Ob Oi-Mucke oder House, Metal, Gothic, Neofolk oder bündisches Liedgut: Schon lange ist Musik Dreh- und Angelpunkt im Leben von "Kids" und Jugendlichen. Musik hat nicht nur als reines Hörerlebnis eine Funktion, sondern auch als individuelles Ausdrucksmittel, und ist wie der Sport Lebensstil. Körper- und Klamottenkult, Klangerlebnis und Lebensgefühl schweißt junge Menschen innerhalb der verschiedenen, teils von der Gesellschaft und der Klamottenindustrie künstlich geschaffenen antagonistischen Klassen von Jugendlichen emotional zusammen.

Jugend ist nicht nur Marktsegment oder Problemgruppe, sondern immer auch handelndes Subjekt, und sucht in einer Zeit, da wir "wie Verdurstende über Wasseradern von unendlicher Kraft" leben, wie Ernst Jünger es ausdrückte, nach alternativen Ausdrucks- und Identifikationsformen.
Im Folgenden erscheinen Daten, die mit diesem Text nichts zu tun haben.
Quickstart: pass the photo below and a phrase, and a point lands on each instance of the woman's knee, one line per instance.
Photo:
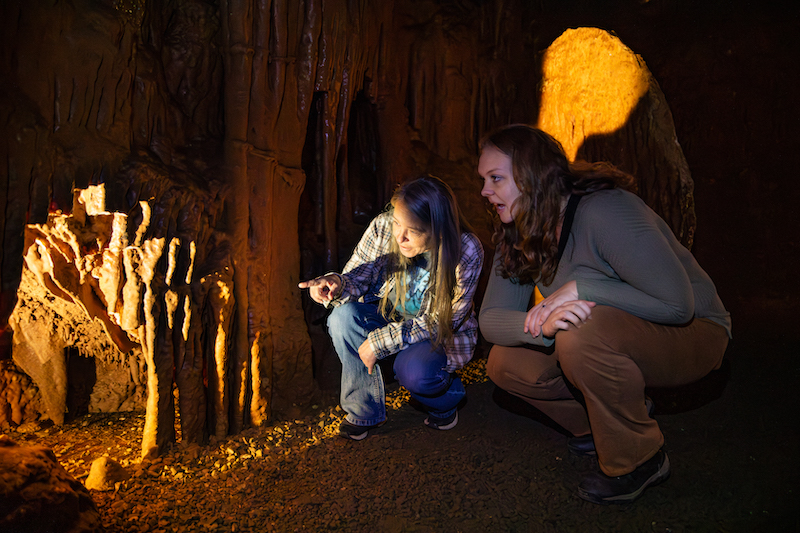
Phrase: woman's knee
(341, 317)
(583, 350)
(499, 366)
(422, 372)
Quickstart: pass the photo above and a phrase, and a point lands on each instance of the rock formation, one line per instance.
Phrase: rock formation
(242, 147)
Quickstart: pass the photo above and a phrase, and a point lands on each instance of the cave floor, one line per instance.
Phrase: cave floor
(732, 441)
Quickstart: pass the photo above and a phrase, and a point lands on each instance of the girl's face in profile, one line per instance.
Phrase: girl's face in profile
(411, 236)
(499, 186)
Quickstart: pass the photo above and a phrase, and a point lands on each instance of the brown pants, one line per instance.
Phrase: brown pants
(610, 359)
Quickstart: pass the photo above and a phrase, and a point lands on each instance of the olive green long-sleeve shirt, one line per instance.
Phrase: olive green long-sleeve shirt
(622, 254)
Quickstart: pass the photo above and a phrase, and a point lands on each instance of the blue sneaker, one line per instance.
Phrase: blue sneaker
(434, 422)
(354, 432)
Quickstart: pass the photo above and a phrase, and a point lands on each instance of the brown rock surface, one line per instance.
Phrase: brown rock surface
(38, 495)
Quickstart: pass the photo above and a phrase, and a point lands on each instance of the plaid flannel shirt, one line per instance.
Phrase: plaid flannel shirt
(365, 278)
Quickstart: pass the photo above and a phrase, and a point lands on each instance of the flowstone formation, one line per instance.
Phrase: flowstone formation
(243, 147)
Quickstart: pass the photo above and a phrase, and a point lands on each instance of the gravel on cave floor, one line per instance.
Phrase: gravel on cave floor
(495, 471)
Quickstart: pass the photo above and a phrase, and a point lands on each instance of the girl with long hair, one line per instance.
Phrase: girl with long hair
(405, 293)
(624, 306)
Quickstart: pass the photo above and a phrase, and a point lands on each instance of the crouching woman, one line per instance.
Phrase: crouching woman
(405, 293)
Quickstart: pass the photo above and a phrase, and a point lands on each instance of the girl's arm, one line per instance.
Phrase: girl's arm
(504, 310)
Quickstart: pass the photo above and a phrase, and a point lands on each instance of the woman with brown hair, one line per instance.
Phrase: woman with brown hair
(625, 306)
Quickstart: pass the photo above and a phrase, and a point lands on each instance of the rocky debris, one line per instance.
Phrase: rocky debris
(105, 474)
(37, 494)
(20, 400)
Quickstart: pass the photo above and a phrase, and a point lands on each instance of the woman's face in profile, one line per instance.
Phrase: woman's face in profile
(411, 236)
(499, 186)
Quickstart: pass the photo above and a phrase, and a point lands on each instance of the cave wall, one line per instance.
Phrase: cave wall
(247, 144)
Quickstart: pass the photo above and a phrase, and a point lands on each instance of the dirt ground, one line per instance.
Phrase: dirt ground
(732, 441)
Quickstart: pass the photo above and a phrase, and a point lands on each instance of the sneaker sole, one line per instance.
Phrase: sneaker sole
(451, 425)
(659, 477)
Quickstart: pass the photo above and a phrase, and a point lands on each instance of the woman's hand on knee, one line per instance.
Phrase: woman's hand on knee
(322, 289)
(566, 316)
(539, 313)
(367, 355)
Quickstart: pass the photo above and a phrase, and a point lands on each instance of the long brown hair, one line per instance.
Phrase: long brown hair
(528, 247)
(432, 202)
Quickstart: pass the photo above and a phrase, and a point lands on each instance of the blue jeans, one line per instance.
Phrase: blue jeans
(419, 368)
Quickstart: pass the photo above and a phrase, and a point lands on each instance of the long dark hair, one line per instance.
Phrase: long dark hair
(432, 202)
(544, 176)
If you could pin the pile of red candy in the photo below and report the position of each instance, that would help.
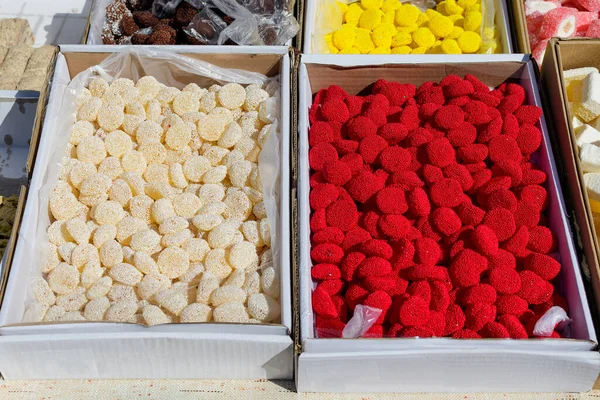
(426, 205)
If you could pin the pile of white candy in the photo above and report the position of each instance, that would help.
(159, 212)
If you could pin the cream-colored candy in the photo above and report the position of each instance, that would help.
(43, 293)
(186, 205)
(96, 308)
(126, 274)
(120, 292)
(176, 176)
(162, 209)
(152, 284)
(110, 117)
(108, 212)
(195, 167)
(134, 161)
(231, 96)
(63, 279)
(100, 288)
(264, 308)
(216, 263)
(121, 311)
(147, 241)
(91, 273)
(154, 316)
(111, 253)
(185, 102)
(177, 238)
(89, 109)
(231, 312)
(196, 312)
(172, 300)
(111, 167)
(73, 301)
(153, 152)
(270, 282)
(80, 130)
(243, 255)
(140, 207)
(173, 262)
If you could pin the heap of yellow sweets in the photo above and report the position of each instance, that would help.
(392, 27)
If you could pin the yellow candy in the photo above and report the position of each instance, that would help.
(370, 19)
(353, 14)
(440, 26)
(424, 38)
(419, 50)
(422, 19)
(363, 41)
(407, 15)
(472, 21)
(390, 5)
(401, 39)
(380, 50)
(344, 37)
(469, 42)
(343, 7)
(401, 50)
(456, 31)
(452, 8)
(450, 46)
(371, 4)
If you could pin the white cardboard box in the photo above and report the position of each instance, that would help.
(313, 11)
(440, 364)
(113, 350)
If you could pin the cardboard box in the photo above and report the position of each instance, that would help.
(562, 55)
(115, 350)
(315, 8)
(439, 364)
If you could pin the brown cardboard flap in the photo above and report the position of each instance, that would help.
(355, 79)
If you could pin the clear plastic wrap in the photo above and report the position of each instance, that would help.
(170, 69)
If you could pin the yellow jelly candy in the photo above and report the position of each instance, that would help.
(401, 39)
(353, 14)
(370, 19)
(424, 38)
(380, 50)
(401, 50)
(371, 4)
(407, 15)
(419, 50)
(469, 42)
(472, 21)
(422, 19)
(363, 41)
(440, 26)
(450, 46)
(390, 5)
(344, 37)
(456, 31)
(388, 17)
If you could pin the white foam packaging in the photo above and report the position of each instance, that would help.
(439, 364)
(173, 351)
(315, 9)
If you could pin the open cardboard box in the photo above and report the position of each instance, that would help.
(439, 364)
(315, 8)
(562, 55)
(117, 350)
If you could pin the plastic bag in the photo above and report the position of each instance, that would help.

Mit dem 1. Musik- und Tanzfest unter dem Motto "Liedg(...)ut- Freies Volk in freiem Land" knüpfte nun die Zeitschrift für nationale Identität, Wir selbst, im neuen Jahrtausend an die historische Linie von "Sturm und Drang", der Jugendbewegung, den Burg Waldeck-Festivals in der ersten Hälfte der Sechziger und der neuen Volksmusik Anfang der Siebziger an. Der Einladung waren gut 150 meist junge Menschen gefolgt. Umrankt von Schwarz-Rot-Gold, der Fahne der 48er-Revolution, der Fahne der Freiheit, führte der Liederpoet Friedrich Baunack mit anrührender Poesie und eigenen Liedern durch den Tag. Das thüringische Duo Eichenlaub, der Liedermacher Dirk Bojer, der Bänkelsänger Martin Pulz, "Sleipnier" mit seinen politischen Balladen, und aus dem Bündischen kommend eine Wandervogelgruppe sowie der Freibund brachten mit ihren Liedern das Publikum zum Glühen. Die "Birkler" versetzten mit ihren mehrstimmigen Chorsätzen und Instrumentalbegleitungen die Gäste in einen Rausch der Begeisterung und wurden erst nach unzähligen Zugaben von der Bühne entlassen. Am Abend "verführte" der Freibund dann zum Volkstanzen. Und siehe da – über alle vermeintlichen Gräben hinweg wurde bis spät in die Nacht ausgelassen miteinander getanzt. Diese Infragestellung erklärtermaßen "gültiger" Grenzziehungen löste ein befreites Lachen aus. Ein Fest der besonderen Art, gleichzeitig szenenübergreifende Kontaktbörse. Dazwischen quirlige Kinder, draußen ein großes Zeltlager. Tagsüber Sonnenschein, in der Nacht gleißender Sternenhimmel. Die Poesie der Lieder ist eng verbunden mit der Poesie des Lebens. Eine neue Jugendbewegung, notwendiger denn je, ist schon längst dabei, Wirklichkeit zu werden. Wer nächstes Jahr nicht kommt, hat selber schuld.